[speech-to-text] Watson Ambient Noise & Children's Voice's

watson-developer-cloud / unity-sdk

:video_game: Unity SDK to use the IBM Watson services.

Apache License 2.0

571 stars 208 forks source link

[speech-to-text] Watson Ambient Noise & Children's Voice's #218

Closed subvertio closed 7 years ago

subvertio commented 7 years ago

I'm not sure if this is a 'feature request' or bug, but Speech to Text has a very hard time with ambient noise and Children's voices.

Any ambient noise gives erratic results, and voices of young people results are very unreliable.

mediumTaj commented 7 years ago

There are different ways to handle ambient noise, but all of these should be implemented on the application level, not on the SDK level.

You can add audio filters to the audio or use a microphone where you can control the gain.

However, if you come up with a cross-platform Unity-Based solution, we do accept pull requests!

mediumTaj commented 7 years ago

As far as children's voices are concerned, Speech to Text can be customized to specific language domains (healthcare, law, etc). Words and their pronunciations can also be added to this customization.

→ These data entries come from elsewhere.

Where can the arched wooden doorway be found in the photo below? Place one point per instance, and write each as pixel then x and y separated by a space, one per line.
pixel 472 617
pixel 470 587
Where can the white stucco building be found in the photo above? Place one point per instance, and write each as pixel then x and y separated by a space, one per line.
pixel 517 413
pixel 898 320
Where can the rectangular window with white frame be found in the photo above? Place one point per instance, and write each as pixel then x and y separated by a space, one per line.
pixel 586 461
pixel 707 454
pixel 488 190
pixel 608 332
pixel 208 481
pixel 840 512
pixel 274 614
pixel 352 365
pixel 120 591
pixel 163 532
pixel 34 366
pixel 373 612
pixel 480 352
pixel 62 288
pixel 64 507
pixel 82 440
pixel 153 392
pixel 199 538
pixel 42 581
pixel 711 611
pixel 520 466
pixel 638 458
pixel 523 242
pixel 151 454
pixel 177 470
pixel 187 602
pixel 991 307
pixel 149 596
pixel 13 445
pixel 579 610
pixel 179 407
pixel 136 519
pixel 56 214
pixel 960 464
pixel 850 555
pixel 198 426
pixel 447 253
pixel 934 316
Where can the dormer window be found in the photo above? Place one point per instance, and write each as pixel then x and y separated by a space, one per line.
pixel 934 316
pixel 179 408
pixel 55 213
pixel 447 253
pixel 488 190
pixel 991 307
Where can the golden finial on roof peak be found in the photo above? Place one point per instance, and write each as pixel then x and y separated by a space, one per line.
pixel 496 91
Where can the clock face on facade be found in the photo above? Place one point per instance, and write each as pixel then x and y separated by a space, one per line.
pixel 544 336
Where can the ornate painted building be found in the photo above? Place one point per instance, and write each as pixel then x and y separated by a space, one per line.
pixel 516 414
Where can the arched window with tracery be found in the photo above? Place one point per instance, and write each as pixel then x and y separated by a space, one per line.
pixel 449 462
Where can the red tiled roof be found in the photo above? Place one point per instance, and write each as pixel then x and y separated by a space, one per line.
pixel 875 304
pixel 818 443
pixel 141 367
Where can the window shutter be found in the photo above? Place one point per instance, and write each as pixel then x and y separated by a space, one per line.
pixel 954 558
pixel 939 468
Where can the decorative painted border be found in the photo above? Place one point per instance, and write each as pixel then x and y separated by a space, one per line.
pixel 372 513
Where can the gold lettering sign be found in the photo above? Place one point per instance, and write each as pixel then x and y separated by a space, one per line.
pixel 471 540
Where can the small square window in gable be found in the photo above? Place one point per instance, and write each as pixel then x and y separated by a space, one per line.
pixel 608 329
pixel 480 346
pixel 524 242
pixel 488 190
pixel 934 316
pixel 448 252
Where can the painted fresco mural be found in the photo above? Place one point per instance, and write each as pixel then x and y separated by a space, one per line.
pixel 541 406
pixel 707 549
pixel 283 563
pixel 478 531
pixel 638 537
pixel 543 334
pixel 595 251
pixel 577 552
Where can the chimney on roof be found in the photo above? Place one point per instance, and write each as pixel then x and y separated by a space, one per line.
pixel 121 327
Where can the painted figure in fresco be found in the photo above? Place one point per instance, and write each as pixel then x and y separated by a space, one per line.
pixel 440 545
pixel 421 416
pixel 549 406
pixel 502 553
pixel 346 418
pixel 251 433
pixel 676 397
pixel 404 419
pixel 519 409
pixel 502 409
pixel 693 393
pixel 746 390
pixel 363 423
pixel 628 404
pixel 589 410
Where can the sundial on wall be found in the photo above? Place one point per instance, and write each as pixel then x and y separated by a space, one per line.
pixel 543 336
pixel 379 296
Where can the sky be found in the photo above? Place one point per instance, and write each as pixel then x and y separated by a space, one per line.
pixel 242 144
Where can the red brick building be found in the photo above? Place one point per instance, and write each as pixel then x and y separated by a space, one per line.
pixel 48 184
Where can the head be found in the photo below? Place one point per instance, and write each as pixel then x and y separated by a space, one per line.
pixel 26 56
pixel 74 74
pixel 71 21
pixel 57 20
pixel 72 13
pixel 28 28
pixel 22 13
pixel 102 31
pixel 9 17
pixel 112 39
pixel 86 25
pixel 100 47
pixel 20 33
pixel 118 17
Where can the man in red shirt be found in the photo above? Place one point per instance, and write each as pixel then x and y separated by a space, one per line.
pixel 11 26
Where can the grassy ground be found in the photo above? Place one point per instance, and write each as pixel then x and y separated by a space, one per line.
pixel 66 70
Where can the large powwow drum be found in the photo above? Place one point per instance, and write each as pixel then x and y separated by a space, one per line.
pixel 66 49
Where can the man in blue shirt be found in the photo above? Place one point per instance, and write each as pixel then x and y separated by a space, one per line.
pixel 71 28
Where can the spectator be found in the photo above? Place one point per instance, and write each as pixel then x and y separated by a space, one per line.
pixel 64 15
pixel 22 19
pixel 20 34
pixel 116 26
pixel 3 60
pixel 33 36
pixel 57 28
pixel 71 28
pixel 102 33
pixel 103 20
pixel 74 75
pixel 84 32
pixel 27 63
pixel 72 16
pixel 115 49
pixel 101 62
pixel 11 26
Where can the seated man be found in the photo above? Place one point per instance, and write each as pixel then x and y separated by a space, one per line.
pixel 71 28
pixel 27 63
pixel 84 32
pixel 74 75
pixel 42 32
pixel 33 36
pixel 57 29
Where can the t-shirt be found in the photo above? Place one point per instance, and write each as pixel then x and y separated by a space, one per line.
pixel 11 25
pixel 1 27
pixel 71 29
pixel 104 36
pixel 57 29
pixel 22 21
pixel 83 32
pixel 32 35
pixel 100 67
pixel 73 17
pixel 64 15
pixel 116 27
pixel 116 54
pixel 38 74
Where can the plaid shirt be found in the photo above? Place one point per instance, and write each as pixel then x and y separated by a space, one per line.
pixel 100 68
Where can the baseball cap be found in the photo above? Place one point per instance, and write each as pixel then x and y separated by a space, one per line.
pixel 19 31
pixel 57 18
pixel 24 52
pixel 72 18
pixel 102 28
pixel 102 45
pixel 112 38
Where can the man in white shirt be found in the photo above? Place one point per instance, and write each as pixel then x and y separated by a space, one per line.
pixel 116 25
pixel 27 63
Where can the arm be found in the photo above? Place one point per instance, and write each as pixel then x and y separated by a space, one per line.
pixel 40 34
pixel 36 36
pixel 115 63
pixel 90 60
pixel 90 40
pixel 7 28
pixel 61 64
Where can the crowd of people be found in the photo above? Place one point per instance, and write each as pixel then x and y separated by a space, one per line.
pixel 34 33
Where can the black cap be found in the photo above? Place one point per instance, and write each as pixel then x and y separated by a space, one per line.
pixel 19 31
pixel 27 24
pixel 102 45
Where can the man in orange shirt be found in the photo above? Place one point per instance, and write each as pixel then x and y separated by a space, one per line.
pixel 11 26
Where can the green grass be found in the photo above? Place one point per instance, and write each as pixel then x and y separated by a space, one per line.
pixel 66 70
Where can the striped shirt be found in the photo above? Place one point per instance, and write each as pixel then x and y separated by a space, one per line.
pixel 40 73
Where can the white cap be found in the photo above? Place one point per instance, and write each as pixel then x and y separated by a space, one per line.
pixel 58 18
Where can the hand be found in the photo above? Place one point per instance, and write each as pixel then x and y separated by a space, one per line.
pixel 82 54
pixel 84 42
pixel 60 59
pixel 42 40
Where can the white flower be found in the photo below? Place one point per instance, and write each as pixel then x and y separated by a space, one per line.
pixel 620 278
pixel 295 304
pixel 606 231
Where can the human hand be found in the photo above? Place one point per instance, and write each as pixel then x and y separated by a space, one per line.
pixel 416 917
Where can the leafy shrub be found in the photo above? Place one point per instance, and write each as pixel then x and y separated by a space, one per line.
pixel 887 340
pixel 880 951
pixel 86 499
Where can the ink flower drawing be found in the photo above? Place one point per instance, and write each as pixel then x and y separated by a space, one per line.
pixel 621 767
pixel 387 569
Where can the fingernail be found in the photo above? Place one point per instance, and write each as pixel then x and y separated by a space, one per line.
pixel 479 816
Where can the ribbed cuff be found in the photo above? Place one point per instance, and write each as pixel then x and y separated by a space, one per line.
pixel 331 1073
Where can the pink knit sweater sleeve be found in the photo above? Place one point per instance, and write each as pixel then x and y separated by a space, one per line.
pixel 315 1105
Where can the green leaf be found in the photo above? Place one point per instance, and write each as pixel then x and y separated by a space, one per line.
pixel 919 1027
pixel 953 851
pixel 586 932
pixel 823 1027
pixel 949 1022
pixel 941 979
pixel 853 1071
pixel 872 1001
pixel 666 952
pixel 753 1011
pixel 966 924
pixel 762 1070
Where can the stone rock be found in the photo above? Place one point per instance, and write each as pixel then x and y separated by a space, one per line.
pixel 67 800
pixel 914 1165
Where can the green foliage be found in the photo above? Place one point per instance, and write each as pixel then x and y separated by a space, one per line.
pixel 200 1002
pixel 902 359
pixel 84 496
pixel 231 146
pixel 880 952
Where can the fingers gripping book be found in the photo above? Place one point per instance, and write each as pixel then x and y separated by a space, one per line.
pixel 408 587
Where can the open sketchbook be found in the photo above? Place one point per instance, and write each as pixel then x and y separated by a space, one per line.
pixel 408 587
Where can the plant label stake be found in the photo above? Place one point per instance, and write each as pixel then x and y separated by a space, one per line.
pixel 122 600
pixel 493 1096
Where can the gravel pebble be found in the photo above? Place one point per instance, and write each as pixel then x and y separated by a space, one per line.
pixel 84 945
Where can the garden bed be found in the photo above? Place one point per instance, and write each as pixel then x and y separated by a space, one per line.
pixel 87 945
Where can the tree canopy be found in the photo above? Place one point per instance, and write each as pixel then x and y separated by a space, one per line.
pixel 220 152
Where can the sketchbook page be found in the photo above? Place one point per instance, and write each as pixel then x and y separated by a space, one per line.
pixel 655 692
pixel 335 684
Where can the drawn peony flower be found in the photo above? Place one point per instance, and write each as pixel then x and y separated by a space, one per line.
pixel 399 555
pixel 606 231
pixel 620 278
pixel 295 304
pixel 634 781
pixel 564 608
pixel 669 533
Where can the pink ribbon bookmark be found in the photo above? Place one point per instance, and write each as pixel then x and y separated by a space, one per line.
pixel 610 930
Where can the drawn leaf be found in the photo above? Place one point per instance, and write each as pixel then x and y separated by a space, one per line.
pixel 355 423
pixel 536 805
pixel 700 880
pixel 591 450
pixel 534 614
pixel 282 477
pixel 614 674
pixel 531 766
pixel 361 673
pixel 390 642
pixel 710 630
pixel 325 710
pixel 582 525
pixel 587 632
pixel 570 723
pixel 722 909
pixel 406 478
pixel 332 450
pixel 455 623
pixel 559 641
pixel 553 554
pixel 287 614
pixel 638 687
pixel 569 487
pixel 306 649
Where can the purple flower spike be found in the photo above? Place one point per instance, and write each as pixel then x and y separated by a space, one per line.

Look here and search "Using the sounds_like field".

In the Unity SDK you can add customizations by writing C# script or you can use another SDK such as the Python SDK or a REST client such as PostMan to train.

mediumTaj commented 7 years ago

Trying to strikethrough the above comment about the "sounds_like" field. This note came from the Speech to Text division:

Current STT customization does language model adaptation. For children voices, the more critical adaptation is on the acoustic space, as opposed to the language domain. So it might help a bit (if what the child says is out of domain, e.g. they speak in less grammatical fashion). We are planning to have acoustic model customization later this year which will be more helpful for children voices.